The results of the RADAR trial are similar to an earlier, famous trial by Wunderink et al. of gradual antipsychotic dose reduction and discontinuation in people with a first episode of psychosis. In the initial RCT phase of the trial, at the 18-month follow-up, there was an increased rate of relapse with antipsychotic reduction, with no difference in social functioning. However, at 7-year naturalistic follow-up, patients originally randomized to antipsychotic dose reduction but now receiving usual care had higher functioning and recovery rates, and the risk of relapse had become equal after 2-3 years. I think that the risk of relapse equalized after 2-3 years because patients were no longer randomized and both arms were receiving treatment as usual. The discrepancy in functioning/recovery is more significant, and it is possible that early dose reduction may confer benefits many years later, but given the observational nature of the second phase of follow-up and the methodological problems that exist in such studies, it is difficult to say with high confidence. The RADAR team is planning for a follow-up observational phase similar to Wunderink et al. However, even if they replicate the finding by Wunderink et al. (and replication is not guaranteed), it is not likely to have much clinical force. We have solid evidence from randomized data that over a 2-year period, antipsychotic dose reduction or discontinuation nearly doubles the risk of relapse without improving functioning (for the average patient); clinicians will reasonably give this finding more weight compared to a finding that non-conclusively suggests possible benefits in functioning 7 years later.

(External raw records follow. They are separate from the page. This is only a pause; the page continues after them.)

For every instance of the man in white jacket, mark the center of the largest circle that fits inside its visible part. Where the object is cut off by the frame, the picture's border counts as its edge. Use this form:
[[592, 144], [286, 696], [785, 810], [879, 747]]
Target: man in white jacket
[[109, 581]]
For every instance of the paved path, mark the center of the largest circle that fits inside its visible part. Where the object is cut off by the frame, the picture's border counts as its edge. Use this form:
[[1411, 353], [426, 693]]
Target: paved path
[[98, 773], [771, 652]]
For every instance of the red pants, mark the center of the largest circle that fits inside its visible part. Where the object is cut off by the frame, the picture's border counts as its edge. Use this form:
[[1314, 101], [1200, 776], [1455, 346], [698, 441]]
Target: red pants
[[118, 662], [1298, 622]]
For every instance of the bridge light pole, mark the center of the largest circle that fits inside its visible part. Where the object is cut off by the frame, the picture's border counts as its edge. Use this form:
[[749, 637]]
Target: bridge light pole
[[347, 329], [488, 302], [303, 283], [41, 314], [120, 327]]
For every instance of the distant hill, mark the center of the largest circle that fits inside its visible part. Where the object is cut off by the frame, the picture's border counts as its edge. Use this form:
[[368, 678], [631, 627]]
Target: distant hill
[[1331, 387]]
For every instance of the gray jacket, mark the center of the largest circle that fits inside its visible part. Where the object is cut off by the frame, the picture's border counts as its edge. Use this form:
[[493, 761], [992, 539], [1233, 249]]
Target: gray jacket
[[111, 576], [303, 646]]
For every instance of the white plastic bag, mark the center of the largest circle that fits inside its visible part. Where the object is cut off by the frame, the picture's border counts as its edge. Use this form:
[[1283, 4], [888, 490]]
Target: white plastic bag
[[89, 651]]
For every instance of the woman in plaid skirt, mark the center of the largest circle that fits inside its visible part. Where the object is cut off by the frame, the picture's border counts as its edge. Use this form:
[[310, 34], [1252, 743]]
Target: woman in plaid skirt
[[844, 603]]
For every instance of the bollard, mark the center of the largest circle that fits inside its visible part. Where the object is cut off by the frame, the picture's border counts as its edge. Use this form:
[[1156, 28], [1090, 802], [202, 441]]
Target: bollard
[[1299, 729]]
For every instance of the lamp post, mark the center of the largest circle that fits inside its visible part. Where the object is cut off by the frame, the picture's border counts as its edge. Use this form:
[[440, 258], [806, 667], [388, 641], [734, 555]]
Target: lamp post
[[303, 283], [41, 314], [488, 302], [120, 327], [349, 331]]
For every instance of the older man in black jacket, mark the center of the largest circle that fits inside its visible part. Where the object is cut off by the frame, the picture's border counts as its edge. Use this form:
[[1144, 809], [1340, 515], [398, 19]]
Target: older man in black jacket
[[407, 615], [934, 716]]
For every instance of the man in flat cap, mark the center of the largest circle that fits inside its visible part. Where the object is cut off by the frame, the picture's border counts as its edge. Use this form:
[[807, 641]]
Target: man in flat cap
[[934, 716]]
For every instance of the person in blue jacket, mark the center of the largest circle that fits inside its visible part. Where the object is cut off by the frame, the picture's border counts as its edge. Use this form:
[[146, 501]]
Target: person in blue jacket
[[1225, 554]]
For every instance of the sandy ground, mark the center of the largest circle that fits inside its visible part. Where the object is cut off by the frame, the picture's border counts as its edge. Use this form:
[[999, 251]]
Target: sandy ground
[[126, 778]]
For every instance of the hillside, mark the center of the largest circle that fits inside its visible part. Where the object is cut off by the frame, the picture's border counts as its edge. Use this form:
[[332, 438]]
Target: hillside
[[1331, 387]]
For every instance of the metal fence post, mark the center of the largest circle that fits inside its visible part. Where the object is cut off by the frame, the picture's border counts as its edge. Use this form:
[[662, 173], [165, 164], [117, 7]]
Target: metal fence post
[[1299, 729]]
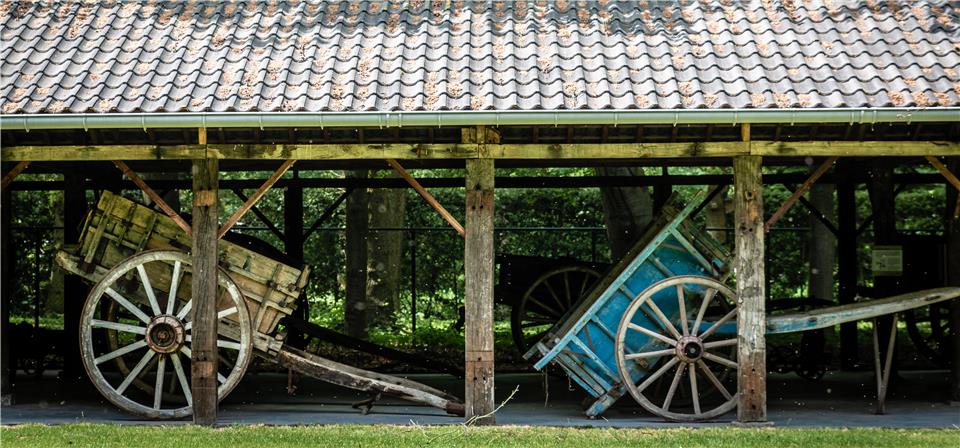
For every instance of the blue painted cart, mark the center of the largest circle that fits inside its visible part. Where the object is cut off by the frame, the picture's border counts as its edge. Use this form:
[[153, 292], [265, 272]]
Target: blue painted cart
[[629, 334]]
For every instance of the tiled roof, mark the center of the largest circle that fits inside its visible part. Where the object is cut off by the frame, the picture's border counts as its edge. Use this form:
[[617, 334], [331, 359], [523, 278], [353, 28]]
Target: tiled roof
[[169, 56]]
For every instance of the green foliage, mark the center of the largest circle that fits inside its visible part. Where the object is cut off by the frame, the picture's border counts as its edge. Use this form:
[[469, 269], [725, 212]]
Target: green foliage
[[83, 435]]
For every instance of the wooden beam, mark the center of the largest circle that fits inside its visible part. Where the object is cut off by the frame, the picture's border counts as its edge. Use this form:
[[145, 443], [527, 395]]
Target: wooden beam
[[156, 198], [749, 268], [798, 193], [478, 289], [405, 151], [252, 200], [203, 371], [9, 177], [427, 196]]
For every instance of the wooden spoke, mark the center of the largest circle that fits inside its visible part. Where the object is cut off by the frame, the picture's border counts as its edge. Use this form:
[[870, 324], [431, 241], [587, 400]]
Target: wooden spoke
[[663, 319], [714, 380], [673, 386], [723, 343], [694, 394], [682, 310], [128, 306], [135, 371], [653, 354], [719, 360], [220, 315], [656, 328], [185, 310], [707, 298], [653, 377], [718, 323], [184, 384], [96, 323], [148, 288], [174, 285], [120, 351], [158, 385], [652, 334], [228, 344]]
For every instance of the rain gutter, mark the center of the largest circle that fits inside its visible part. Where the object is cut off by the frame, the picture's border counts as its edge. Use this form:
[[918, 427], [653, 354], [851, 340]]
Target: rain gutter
[[28, 122]]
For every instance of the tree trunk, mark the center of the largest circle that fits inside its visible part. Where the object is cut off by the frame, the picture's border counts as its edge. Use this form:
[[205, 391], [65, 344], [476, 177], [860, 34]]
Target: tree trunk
[[627, 211], [385, 251], [355, 305]]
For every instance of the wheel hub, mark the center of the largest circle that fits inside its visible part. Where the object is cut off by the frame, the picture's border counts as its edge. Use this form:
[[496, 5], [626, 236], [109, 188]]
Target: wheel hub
[[690, 349], [165, 334]]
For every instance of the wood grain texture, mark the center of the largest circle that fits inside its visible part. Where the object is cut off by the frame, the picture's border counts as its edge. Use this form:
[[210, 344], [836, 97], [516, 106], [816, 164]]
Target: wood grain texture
[[203, 371], [491, 149], [749, 269], [479, 279]]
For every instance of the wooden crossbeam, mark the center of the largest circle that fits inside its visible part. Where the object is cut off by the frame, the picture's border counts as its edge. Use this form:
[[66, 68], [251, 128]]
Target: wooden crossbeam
[[797, 194], [252, 200], [169, 211], [427, 197], [526, 151], [950, 178], [256, 211], [9, 177], [327, 212]]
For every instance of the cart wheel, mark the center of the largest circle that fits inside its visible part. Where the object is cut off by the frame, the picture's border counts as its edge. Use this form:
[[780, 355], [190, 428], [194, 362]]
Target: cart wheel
[[547, 299], [152, 330], [684, 342], [929, 329]]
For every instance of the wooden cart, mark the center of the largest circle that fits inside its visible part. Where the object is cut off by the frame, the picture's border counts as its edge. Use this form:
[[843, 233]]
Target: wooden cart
[[135, 332], [661, 326]]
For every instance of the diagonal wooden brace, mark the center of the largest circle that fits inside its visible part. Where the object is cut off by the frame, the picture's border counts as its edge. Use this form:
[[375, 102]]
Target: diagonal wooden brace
[[153, 196], [17, 169], [427, 196], [252, 200], [950, 178], [797, 194]]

We have solid evidence from randomized data that over a 2-year period, antipsychotic dose reduction or discontinuation nearly doubles the risk of relapse without improving functioning (for the average patient); clinicians will reasonably give this finding more weight compared to a finding that non-conclusively suggests possible benefits in functioning 7 years later.
Some critics point to long-term 20-year observational data from the Harrow study, but the Harrow study was so methodologically ill-equipped to reveal the causal relationships and its analyses are so confounded that I, along with most of the scientific community, find their results entirely unpersuasive (in contrast to the uncritical acceptance of the findings in critical circles).
As I have discussed above, findings from the RADAR trial still leave a lot of room for personalization of care. There are many situations where antipsychotic dose reduction and discontinuation are clinically appropriate, and patients should be empowered to make these decisions whenever possible. For those maintained on medications, the goal should be a medication and dose that they tolerate well. Qualitative data from some subjects in the RADAR trial showed that many patients found the collaborative process to be helpful and “developed novel perspectives on medication, dose optimisation, and how to manage their mental health. Others were more ambivalent about reduction or experienced less overall impact.”
What the RADAR trial doesn’t leave room for—and to be honest, the evidence never did—is the vilification of antipsychotics. Antipsychotics are effective maintenance treatments for acute as well as maintenance treatment of psychotic disorders. They substantially reduce the risk of relapse, and reducing their dose below recommended doses doesn’t, in general, improve functioning. Most people with chronic or recurrent psychosis who discontinue antipsychotics have to resume taking them. For the ‘antipsychotics make you worse, the best thing you can do is to get off them’ crowd, the RADAR trial is a powerful reality check.